The collapse of Silicon Valley Bank is in part a story of mismanagement and poor regulatory supervision, but it’s also in an important sense a consequence of the decision by the Federal Reserve and other major central banks to fight inflation by raising interest rates. Which in turn should put on the table the long-ignored question of why exactly interest rate hikes have become the world’s preferred anti-inflationary measure.

A big part of the answer is simply that raising interest rates is a thing that central banks have the legal authority to do, and there’s widespread belief that it makes sense to delegate macroeconomic stabilization to central bankers. But if you step back from that aspect of institutional design, there’s a strong argument that taxes are a superior inflation-fighting tool, one that would slow inflation in a more direct and more predictable manner. If the main problem with fiscal policy as an anti-inflationary measure is that the main inflation-fighting institution isn’t allowed to use it, then maybe optimal policy would involve adding a fiscal dimension to the Fed’s authorities.

After all there is something deeply perverse about raising interest rates to slow the economy only to flip around and do bailouts to prevent interest rates from slowing the economy too much.

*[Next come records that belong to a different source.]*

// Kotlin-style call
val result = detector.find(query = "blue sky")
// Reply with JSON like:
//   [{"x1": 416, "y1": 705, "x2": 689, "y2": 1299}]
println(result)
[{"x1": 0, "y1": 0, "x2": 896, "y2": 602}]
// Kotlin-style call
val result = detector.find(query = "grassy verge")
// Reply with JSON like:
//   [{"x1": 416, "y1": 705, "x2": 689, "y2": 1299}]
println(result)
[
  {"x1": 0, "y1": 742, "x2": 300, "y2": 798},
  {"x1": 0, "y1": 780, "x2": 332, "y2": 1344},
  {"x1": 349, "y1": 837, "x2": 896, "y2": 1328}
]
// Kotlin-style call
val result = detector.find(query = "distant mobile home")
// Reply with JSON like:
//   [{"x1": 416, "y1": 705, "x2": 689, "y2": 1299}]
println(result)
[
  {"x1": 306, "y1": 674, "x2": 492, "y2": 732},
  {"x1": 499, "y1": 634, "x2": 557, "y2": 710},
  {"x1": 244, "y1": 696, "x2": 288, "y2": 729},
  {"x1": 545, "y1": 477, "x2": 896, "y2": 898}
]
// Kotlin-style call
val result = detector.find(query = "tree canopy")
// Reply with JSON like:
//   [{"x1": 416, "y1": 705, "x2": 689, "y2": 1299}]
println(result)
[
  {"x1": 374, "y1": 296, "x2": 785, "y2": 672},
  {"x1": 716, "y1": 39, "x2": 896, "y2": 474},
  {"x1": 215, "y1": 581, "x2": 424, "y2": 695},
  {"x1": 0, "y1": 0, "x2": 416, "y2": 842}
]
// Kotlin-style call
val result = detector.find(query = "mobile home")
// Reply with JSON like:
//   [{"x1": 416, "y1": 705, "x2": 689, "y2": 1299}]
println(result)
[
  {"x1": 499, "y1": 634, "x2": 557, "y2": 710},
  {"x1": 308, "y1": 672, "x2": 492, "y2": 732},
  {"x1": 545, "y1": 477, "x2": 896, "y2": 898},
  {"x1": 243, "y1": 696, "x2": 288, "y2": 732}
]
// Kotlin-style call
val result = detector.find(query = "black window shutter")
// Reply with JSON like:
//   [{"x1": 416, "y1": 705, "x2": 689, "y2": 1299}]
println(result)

I have several problems with this analysis. Let’s start with interest rates, which are a bad way to think about monetary policy. Tight money leads to slower NGDP growth, which leads to lower interest rates. So it’s a mistake to assume that an anti-inflation policy is a high interest rate policy.

Yes, a tight money policy will temporarily cause the market rate to rise about the natural rate of interest, but 90% of interest rate variation is movements in the natural rate, and the Fed reduces the natural interest rate when it adopts a tight money policy.

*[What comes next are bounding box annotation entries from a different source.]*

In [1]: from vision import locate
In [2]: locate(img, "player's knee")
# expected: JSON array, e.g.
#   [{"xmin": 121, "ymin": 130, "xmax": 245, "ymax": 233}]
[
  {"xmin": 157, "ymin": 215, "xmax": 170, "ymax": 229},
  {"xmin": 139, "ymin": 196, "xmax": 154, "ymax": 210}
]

So then why did interest rates rise in 2022? Because the Fed had an expansionary monetary policy, leading to really fast NGDP growth. (I explain this in more detail at Econlog.)

If you want to reduce the sort of wild interest rate volatility that is occasionally associated with banking distress, then adopt NGDPLT. That won’t completely eliminate interest rate volatility, but it will greatly reduce volatility.

One counterargument is that NGDPLT has (at best) only a 10% chance of being adopted in the foreseeable future. OK, but what are the odds of this Balezon and Singh proposal:

You could imagine a set of institutional arrangements where the Fed (or any nation’s central bank) is authorized to raise or lower the VAT at its regular meetings to control aggregate demand.

Yes, I can “imagine” that. But I’d say there’s less than a 10% chance of the US adopting a VAT in the next few decades, and less than a 10% chance that Congress would give the Fed control of VAT rates if this hugely unpopular tax regime were adopted.

Of course, just because something is a difficult sell doesn’t mean it’s not worth thinking about. But as we saw in 1968, fiscal doesn’t work if monetary policy is off course. And if monetary policy is doing its job, you won’t see all the negative side effects cited by Balezon and Singh.

Let’s focus on getting a sound monetary regime (NGDPLT). If that happens and we find there are still issues to be addressed, then we can start contemplating a role for fiscal policy. Right now I fear that side effects due to bad monetary policy are wrongly seen as being the inevitable side effects of any monetary policy regime. That’s not true.